La délibération ordinale
Dans sa délibération du 28 février, suivie le 7 mars par le Conseil national de l’Ordre, le conseil central A a décidé que les conseils régionaux devraient se faire communiquer les contrats et conventions signés par les officinaux avec des établissements médicosociaux (art. R. 4235-60 du Code de la santé publique). Si ces contrats ne respectent par les textes et règles déontologiques afférents, il est demandé au conseil régional de procéder à une injonction du pharmacien pour qu’il s’y conforme. Dans le cas contraire, « les présidents des conseils régionaux déposeront des plaintes », note le conseil central A, qui liste les règles à respecter dans une série de considérants. Il rappelle notamment que :
– Les résidents nécessitent un suivi pharmaceutique régulier favorisé par la proximité, et qu’« il revient au pharmacien […] de prendre une part active au suivi pharmaceutique en coordination avec le médecin coordonnateur ».
– Le libre choix du pharmacien par le malade (art. L. 1110-8 du CSP) « nécessite la manifestation expresse du consentement du patient et s’impose aux pharmaciens eux-mêmes ».
– La préparation des doses à administrer relève en droit commun du personnel infirmier (art. R. 4311-5 du CSP).
– La préparation des doses à administrer par les pharmaciens « ne peut être qu’éventuelle » (art.

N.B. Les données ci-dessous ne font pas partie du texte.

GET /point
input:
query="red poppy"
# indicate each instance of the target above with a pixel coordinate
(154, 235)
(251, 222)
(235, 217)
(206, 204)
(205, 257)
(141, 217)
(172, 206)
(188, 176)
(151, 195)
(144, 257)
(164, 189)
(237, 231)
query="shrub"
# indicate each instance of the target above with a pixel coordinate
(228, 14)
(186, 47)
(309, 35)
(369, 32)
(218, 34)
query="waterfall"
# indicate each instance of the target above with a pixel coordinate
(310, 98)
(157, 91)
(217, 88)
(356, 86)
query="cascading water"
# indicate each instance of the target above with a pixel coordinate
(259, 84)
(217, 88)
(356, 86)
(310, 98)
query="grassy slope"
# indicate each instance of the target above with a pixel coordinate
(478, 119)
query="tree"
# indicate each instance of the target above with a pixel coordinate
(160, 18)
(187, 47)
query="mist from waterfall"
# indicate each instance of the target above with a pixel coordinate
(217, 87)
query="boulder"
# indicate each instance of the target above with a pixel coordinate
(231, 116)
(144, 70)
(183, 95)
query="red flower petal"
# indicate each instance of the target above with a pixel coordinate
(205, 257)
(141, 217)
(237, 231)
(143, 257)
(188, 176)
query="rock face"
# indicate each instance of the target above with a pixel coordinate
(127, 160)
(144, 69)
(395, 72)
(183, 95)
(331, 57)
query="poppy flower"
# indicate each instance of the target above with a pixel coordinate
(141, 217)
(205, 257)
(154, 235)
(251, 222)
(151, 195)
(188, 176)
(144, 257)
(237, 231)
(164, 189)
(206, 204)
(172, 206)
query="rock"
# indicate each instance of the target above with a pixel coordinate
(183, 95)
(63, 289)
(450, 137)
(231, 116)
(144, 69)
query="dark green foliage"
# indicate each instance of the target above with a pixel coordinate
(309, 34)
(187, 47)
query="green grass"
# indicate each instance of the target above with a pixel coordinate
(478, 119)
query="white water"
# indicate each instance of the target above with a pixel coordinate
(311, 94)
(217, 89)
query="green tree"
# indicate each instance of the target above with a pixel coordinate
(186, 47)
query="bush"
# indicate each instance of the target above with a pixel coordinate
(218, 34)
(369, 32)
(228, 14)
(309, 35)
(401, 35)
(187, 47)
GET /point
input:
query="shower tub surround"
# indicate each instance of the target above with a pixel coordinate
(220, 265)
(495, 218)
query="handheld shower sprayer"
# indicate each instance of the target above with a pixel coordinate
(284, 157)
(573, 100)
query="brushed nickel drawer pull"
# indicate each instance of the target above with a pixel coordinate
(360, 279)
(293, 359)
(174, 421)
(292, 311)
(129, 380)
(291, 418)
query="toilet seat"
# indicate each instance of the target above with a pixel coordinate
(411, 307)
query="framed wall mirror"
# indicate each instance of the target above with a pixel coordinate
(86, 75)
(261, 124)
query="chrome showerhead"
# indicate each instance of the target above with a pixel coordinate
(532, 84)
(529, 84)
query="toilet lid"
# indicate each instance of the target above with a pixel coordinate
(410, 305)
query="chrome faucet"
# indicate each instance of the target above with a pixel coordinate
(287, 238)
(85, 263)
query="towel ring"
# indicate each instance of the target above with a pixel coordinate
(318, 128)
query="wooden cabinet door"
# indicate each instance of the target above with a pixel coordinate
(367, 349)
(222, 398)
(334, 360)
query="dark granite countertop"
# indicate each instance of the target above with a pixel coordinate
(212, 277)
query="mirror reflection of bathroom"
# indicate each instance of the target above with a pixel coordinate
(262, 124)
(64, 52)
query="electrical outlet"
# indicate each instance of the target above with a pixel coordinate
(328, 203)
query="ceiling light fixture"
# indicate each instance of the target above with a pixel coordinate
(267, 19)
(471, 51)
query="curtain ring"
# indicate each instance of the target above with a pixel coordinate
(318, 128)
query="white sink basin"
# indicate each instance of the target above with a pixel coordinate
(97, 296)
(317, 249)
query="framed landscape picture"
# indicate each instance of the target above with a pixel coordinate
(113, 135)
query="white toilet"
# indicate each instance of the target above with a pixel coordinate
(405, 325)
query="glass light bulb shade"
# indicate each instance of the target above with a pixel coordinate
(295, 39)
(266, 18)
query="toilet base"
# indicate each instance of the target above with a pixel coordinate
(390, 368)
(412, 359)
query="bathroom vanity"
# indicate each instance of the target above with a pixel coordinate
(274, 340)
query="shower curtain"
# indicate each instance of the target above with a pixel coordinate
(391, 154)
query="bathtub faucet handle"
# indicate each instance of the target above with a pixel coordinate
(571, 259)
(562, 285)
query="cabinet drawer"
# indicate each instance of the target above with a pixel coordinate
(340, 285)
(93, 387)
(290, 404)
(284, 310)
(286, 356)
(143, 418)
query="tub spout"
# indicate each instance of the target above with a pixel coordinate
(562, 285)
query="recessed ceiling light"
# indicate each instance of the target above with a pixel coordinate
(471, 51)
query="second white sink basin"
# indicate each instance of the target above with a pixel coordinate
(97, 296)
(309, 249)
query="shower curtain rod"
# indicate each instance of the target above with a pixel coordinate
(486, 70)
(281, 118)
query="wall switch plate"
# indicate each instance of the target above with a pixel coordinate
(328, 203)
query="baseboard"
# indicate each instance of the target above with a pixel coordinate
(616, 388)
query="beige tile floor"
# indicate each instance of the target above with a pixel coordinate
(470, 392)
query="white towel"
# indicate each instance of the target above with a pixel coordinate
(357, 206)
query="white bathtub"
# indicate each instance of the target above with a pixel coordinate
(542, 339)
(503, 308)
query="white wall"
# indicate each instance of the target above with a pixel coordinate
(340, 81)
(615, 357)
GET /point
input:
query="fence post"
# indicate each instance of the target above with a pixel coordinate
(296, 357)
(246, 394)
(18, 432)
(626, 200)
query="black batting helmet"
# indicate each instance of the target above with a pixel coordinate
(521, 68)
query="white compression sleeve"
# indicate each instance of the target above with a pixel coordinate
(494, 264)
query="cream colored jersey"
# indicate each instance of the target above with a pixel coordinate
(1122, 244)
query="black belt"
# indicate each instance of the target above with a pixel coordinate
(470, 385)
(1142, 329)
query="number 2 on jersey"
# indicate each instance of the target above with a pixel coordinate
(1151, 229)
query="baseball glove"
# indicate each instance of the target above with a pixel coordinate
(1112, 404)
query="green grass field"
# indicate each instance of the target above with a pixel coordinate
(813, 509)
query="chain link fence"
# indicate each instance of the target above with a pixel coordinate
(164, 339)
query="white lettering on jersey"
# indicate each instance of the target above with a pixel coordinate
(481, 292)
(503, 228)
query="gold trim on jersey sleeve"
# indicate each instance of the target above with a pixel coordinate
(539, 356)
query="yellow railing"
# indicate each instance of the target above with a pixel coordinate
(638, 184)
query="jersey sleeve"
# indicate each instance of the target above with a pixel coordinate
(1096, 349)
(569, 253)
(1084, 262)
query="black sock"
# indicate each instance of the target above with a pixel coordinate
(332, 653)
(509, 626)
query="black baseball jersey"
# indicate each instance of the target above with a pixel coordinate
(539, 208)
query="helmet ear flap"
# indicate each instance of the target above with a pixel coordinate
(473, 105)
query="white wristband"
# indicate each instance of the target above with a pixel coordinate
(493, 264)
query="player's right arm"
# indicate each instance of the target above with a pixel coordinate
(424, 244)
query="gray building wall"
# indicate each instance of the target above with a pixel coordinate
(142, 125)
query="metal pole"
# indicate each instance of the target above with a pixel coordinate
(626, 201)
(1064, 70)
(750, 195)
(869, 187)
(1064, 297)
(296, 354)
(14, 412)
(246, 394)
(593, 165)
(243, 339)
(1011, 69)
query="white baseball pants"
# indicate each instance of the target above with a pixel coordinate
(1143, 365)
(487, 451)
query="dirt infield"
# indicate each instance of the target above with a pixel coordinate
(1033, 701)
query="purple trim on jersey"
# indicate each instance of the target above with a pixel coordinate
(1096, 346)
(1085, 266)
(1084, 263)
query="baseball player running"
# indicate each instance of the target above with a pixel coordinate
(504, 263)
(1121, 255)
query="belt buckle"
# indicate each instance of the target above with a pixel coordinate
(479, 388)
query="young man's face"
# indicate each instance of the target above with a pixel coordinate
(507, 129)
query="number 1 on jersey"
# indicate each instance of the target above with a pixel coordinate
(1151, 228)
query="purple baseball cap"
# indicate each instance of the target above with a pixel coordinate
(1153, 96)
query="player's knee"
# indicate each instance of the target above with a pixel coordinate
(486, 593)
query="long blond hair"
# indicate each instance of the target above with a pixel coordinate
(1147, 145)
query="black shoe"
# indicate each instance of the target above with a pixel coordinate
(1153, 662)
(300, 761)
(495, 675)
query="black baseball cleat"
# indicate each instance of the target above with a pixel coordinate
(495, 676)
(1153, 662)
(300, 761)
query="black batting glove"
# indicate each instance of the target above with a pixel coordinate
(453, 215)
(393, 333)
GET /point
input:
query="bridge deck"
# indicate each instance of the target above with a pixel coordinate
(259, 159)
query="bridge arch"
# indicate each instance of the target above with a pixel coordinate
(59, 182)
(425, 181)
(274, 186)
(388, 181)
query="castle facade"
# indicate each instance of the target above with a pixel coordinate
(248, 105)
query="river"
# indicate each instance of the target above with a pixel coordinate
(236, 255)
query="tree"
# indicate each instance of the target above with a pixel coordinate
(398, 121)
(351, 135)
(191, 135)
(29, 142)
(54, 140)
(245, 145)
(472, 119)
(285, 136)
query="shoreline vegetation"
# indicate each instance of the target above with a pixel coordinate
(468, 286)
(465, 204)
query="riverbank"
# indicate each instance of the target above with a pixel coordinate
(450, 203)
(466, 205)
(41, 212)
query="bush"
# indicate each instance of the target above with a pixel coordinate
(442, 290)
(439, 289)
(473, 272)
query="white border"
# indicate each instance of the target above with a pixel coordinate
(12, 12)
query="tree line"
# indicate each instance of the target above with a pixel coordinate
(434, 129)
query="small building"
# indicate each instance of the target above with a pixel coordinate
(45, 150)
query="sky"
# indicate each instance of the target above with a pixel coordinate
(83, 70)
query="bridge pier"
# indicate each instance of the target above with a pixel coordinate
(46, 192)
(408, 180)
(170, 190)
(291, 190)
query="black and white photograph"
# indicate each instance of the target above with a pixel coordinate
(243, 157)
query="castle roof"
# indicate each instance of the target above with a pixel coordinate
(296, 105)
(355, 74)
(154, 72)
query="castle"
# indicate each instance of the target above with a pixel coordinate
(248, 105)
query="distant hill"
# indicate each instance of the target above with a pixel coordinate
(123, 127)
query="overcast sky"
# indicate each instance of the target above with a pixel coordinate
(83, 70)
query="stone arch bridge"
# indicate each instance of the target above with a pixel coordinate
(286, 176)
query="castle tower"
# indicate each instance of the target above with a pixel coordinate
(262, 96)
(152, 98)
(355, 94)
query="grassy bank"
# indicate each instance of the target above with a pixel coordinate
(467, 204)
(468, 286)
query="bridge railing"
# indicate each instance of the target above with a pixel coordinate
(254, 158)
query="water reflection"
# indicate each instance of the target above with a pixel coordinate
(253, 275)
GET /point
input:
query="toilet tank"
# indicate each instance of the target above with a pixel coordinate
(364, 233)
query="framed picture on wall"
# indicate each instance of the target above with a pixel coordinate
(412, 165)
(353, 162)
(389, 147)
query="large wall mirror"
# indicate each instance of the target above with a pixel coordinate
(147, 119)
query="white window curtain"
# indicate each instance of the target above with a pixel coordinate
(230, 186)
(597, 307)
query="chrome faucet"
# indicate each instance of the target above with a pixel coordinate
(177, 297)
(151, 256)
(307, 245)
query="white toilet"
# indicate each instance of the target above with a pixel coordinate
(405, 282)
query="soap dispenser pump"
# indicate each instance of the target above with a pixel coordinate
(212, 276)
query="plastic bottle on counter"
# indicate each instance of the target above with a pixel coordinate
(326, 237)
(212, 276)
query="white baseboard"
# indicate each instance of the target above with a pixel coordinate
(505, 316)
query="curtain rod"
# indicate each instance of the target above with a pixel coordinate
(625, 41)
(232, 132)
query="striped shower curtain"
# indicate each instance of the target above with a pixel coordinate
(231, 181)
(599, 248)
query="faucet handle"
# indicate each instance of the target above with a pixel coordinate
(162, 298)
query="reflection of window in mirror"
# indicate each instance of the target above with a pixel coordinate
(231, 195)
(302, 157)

R. 4235-48 du CSP), donc « ni systématique, ni généralisée ».
– Une telle systématisation « conduirait à la spécialisation de certaines officines », à l’éloignement des pharmacies de leurs malades, ce qui serait « contraire à la qualité des soins pharmaceutiques et porterait atteinte à l’intégrité du maillage territorial des officines ».
– Les pharmaciens proposant leurs services « ne doivent pas aller au-delà de l’information et de la publicité permises par les articles R. 5125-28, R. 4235-57 et suivants du code de déontologie et se garder de solliciter la clientèle… » (art. R. 4235-22).
– Les pharmaciens doivent se garder de tout compérage (art. R. 4235-27). Sera alors considérée comme compérage « l’intelligence entre des pharmacies d’officine et les établissements […] pour répondre à des objectifs purement économiques sans respect intégral des obligations de suivi régulier et d’intervention de proximité ».
– Les contrats pharmacien-établissement ne devront contenir « aucune contrainte financière, commerciale, technique ou morale » de nature à aliéner l’indépendance du pharmacien (art. R. 4235-18).